O Ministério do Meio Ambiente orienta que nunca se deve tocar nos corais durante um passeio por piscinas naturais ou um turismo de mergulho marinho, assim como não se deve alimentar os peixes durante o passeio.

“Nunca alimente peixes com sobras, ração ou pão, pois isso prejudica a saúde deles e dos corais”, orienta o ministério.

Afinal, o que pode ou não na praia?

Apesar de o Brasil não ter uma legislação específica sobre o que se pode ou não fazer no turismo costeiro, a ilha de Fernando de Noronha, em Pernambuco, tem suas próprias normas.

O site do governo local informa que é proibida a retirada de “conchas, pedras, corais ou partes de animais ou vegetais da ilha”; “alimentar, matar, capturar, perseguir, tocar ou nadar intencionalmente com os animais silvestres”; “transportar sementes, plantas ou seus fragmentos e/ou animais” para Fernando de Noronha.
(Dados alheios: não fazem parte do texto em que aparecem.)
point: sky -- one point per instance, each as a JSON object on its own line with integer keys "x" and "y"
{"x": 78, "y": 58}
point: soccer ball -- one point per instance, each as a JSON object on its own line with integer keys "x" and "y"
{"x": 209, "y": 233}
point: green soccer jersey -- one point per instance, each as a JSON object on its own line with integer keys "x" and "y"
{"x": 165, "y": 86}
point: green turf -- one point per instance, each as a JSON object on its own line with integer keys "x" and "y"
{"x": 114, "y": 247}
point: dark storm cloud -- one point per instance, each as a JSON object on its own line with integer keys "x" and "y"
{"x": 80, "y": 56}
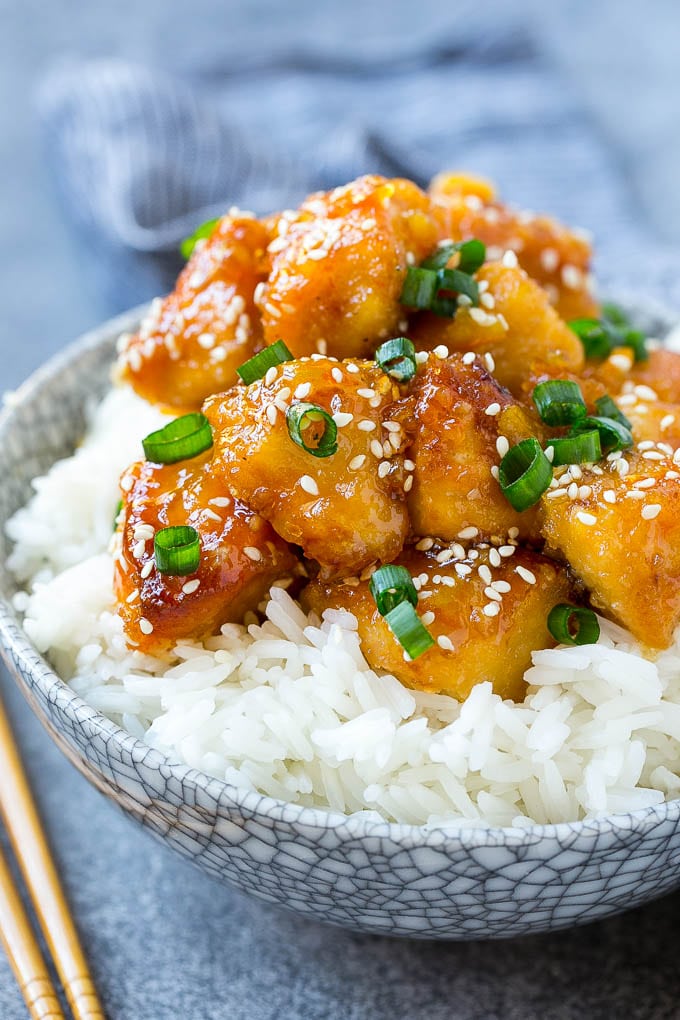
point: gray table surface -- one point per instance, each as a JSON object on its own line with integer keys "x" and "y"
{"x": 164, "y": 941}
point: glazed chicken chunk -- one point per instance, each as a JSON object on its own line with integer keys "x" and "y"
{"x": 347, "y": 509}
{"x": 460, "y": 418}
{"x": 515, "y": 323}
{"x": 338, "y": 266}
{"x": 241, "y": 555}
{"x": 485, "y": 609}
{"x": 621, "y": 536}
{"x": 192, "y": 343}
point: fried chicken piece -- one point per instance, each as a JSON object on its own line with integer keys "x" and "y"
{"x": 621, "y": 536}
{"x": 338, "y": 266}
{"x": 194, "y": 340}
{"x": 456, "y": 415}
{"x": 241, "y": 555}
{"x": 482, "y": 632}
{"x": 346, "y": 510}
{"x": 554, "y": 255}
{"x": 517, "y": 327}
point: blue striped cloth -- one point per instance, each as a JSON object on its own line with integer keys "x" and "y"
{"x": 142, "y": 157}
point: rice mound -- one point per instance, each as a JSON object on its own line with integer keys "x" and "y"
{"x": 291, "y": 708}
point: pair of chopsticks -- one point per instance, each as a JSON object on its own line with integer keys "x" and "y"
{"x": 19, "y": 815}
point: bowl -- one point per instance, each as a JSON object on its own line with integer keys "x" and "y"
{"x": 361, "y": 874}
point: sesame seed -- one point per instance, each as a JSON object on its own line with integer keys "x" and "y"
{"x": 525, "y": 574}
{"x": 468, "y": 532}
{"x": 309, "y": 485}
{"x": 343, "y": 418}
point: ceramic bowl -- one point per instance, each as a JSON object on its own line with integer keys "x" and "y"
{"x": 374, "y": 877}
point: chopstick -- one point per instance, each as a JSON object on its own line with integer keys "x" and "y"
{"x": 23, "y": 953}
{"x": 30, "y": 846}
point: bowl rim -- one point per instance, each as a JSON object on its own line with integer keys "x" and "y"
{"x": 17, "y": 649}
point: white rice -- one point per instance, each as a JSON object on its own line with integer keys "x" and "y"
{"x": 292, "y": 709}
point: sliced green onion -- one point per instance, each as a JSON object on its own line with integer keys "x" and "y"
{"x": 472, "y": 255}
{"x": 257, "y": 366}
{"x": 461, "y": 283}
{"x": 186, "y": 437}
{"x": 398, "y": 358}
{"x": 559, "y": 402}
{"x": 312, "y": 428}
{"x": 609, "y": 409}
{"x": 573, "y": 624}
{"x": 581, "y": 449}
{"x": 204, "y": 231}
{"x": 117, "y": 514}
{"x": 420, "y": 288}
{"x": 613, "y": 435}
{"x": 409, "y": 629}
{"x": 524, "y": 474}
{"x": 594, "y": 337}
{"x": 389, "y": 585}
{"x": 177, "y": 551}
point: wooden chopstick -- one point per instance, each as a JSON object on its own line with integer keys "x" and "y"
{"x": 22, "y": 823}
{"x": 23, "y": 953}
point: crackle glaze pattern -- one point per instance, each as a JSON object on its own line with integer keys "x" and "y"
{"x": 377, "y": 877}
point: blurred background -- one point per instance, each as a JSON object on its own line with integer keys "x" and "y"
{"x": 122, "y": 125}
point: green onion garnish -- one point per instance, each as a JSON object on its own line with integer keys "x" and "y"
{"x": 420, "y": 288}
{"x": 583, "y": 448}
{"x": 409, "y": 629}
{"x": 186, "y": 437}
{"x": 423, "y": 284}
{"x": 398, "y": 358}
{"x": 573, "y": 624}
{"x": 312, "y": 428}
{"x": 524, "y": 474}
{"x": 613, "y": 435}
{"x": 177, "y": 551}
{"x": 117, "y": 514}
{"x": 204, "y": 231}
{"x": 257, "y": 366}
{"x": 609, "y": 409}
{"x": 389, "y": 585}
{"x": 599, "y": 337}
{"x": 472, "y": 255}
{"x": 560, "y": 402}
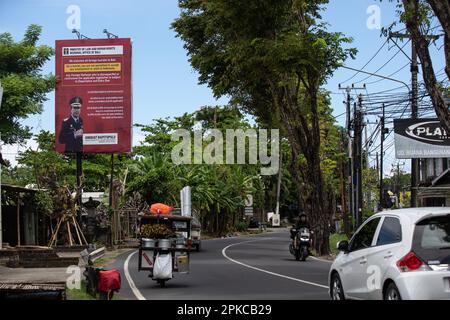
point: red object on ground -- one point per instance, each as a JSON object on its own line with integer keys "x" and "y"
{"x": 160, "y": 208}
{"x": 109, "y": 280}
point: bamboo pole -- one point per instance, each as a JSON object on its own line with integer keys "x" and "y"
{"x": 76, "y": 229}
{"x": 18, "y": 219}
{"x": 81, "y": 231}
{"x": 70, "y": 233}
{"x": 55, "y": 233}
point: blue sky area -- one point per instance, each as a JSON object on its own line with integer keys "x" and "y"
{"x": 164, "y": 84}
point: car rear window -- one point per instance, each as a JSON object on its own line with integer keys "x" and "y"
{"x": 432, "y": 240}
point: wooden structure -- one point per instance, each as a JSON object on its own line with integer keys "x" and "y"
{"x": 69, "y": 221}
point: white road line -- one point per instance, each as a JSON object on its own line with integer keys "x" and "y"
{"x": 266, "y": 271}
{"x": 323, "y": 260}
{"x": 133, "y": 287}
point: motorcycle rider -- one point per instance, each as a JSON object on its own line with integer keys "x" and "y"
{"x": 302, "y": 222}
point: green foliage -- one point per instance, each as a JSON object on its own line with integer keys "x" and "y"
{"x": 241, "y": 226}
{"x": 25, "y": 88}
{"x": 44, "y": 202}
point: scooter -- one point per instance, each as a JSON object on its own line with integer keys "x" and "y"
{"x": 299, "y": 246}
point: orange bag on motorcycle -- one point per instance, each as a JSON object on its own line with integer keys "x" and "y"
{"x": 160, "y": 208}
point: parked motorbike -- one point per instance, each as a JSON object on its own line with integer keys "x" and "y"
{"x": 301, "y": 241}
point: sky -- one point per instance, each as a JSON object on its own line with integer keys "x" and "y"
{"x": 164, "y": 83}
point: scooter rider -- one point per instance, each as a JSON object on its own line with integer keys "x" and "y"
{"x": 302, "y": 222}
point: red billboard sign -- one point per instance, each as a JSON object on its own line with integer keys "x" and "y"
{"x": 93, "y": 110}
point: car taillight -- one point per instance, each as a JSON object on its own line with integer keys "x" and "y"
{"x": 411, "y": 262}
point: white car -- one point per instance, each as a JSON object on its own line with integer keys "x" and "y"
{"x": 395, "y": 255}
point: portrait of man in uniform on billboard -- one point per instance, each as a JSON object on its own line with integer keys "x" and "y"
{"x": 71, "y": 133}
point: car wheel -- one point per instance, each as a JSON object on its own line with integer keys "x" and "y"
{"x": 392, "y": 292}
{"x": 336, "y": 290}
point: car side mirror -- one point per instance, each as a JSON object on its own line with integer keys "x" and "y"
{"x": 343, "y": 246}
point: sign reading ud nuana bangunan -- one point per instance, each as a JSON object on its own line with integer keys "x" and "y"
{"x": 93, "y": 110}
{"x": 420, "y": 138}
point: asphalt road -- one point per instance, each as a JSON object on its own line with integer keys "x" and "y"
{"x": 255, "y": 267}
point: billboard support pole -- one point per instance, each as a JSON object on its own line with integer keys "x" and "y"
{"x": 415, "y": 177}
{"x": 382, "y": 157}
{"x": 79, "y": 156}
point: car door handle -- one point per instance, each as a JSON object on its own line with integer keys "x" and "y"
{"x": 389, "y": 255}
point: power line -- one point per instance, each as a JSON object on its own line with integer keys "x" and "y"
{"x": 370, "y": 60}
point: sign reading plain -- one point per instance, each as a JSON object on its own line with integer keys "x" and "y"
{"x": 420, "y": 138}
{"x": 93, "y": 110}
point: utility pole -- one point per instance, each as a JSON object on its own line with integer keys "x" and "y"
{"x": 1, "y": 224}
{"x": 377, "y": 167}
{"x": 343, "y": 172}
{"x": 357, "y": 163}
{"x": 354, "y": 161}
{"x": 415, "y": 169}
{"x": 415, "y": 163}
{"x": 383, "y": 131}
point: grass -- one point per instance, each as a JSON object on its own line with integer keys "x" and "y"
{"x": 79, "y": 294}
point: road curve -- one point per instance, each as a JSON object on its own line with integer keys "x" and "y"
{"x": 257, "y": 267}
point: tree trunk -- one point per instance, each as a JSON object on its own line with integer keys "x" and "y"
{"x": 421, "y": 42}
{"x": 441, "y": 9}
{"x": 305, "y": 139}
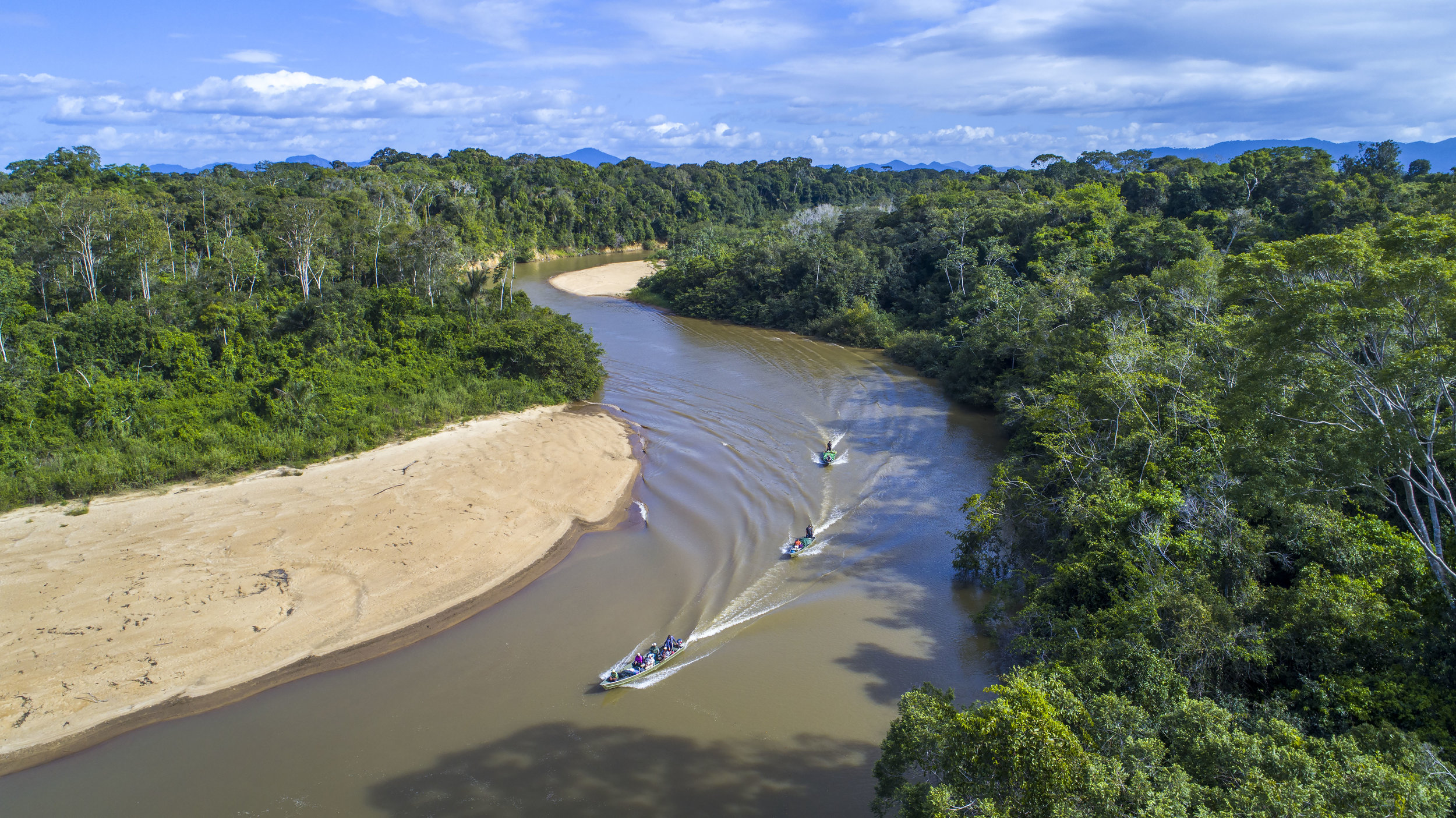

A multa para quem cometer tais infrações pode chegar a R$ 5 mil.

Cachorros na praia

Além de Fernando de Noronha, os animais de estimação são proibidos de frequentarem quase todas as praias brasileiras, aponta o professor do Instituto Oceanográfico da Universidade de São Paulo (USP), Alexander Turra.

“A praia é um ambiente de transmissão do bicho geográfico, um parasita comum em cães e gatos e nocivo às pessoas. Por isso, em praticamente todo o Brasil, existem leis municipais que impedem a visitação de cachorros nas praias”, explica o professor.

Levar o animal de estimação para a praia também pode ser prejudicial aos seres vivos que habitam a faixa de areia.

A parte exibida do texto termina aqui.